Extensible Framework: Any new AL strategy can be seamlessly integrated as a candidate into the pool, demonstrating high openness and scalability.

Limitations & Future Work¶

Upper-bound Effect of Strategy Pool: More candidates are not always better (3 candidates suffice on CIFAR-100 and OrganCMNIST); automated determination of the optimal candidate set remains unaddressed.
Pre-computation of Candidate Scores: While AutoAL has low search overhead, score computation for all candidate strategies scales linearly with the number of candidates, posing a potential bottleneck when the pool scales up.
Limited to Classification Tasks: Experiments are confined to image classification, leaving detection, segmentation, NLP, and other scenarios unverified, which requires further investigation of generalizability.
Lack of Deep Comparison with Learning-based AL: There is a lack of rigorous comparison against meta-learning-based adaptive AL methods (e.g., Meta-Query Net).
Fixed Architectures for FitNet and SearchNet: Both networks employ ResNet-18; the impact of lighter or more powerful architectures on overall performance remains unexplored.
Insufficient Parameter Sensitivity Analysis: The impact of hyperparameters such as the cycle number $\mathcal{C}$, regularization coefficient $\bar{\lambda}$, and the number of GMM components is not thoroughly discussed.

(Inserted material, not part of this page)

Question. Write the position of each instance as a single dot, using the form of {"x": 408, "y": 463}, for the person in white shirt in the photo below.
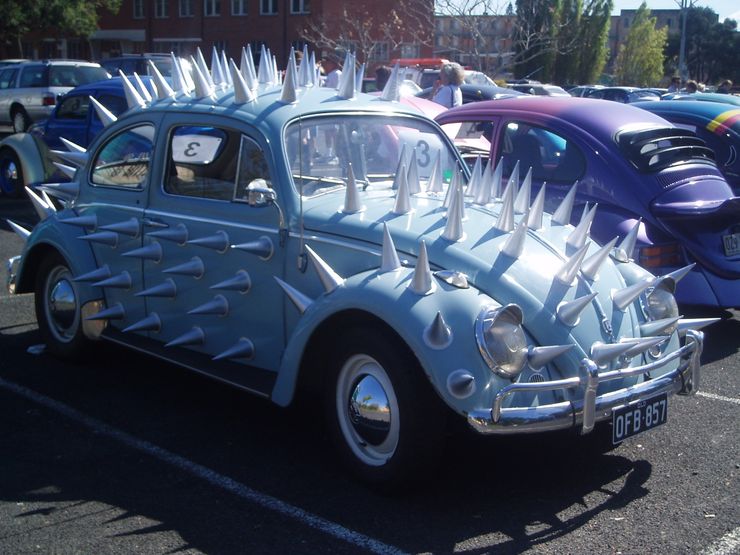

DARTS (Liu et al., 2018): Pioneered differentiable architecture search, from which AutoAL's relaxation strategy is directly inspired.
Learning Loss for AL (Yoo & Kweon, 2019): The loss prediction module is integrated into AutoAL's SearchNet.
SelectAL (Hacohen & Weinshall, NeurIPS 2024): Budget estimation-based strategy selection, acting as a major baseline for AutoAL.
ALBL (Hsu & Lin, 2015): Adaptive strategy selection via a multi-armed bandit framework, but lacks differentiability.
Insights: The combination of differentiable optimization and bilevel optimization could extend to other "policy/strategy selection" issues, such as data augmentation policy search and curriculum learning strategy search.

Rating¶

Novelty: ⭐⭐⭐⭐ First differentiable AL strategy search framework. Translating DARTS to AL is valuable, though the core concept is not entirely revolutionary.
Experimental Thoroughness: ⭐⭐⭐⭐ Evaluated on 7 datasets (including medical images) against 14 baselines, complete ablations, and in-depth strategy visualizations, but lacks verification of non-classification tasks.
Writing Quality: ⭐⭐⭐⭐ Clear structure, well-explained motivation, and thorough formula derivations, though some mathematical notations are slightly redundant.
Value: ⭐⭐⭐⭐ Successfully addresses practical pain points of AL strategy selection; the extensible framework contributes positively to the AL community.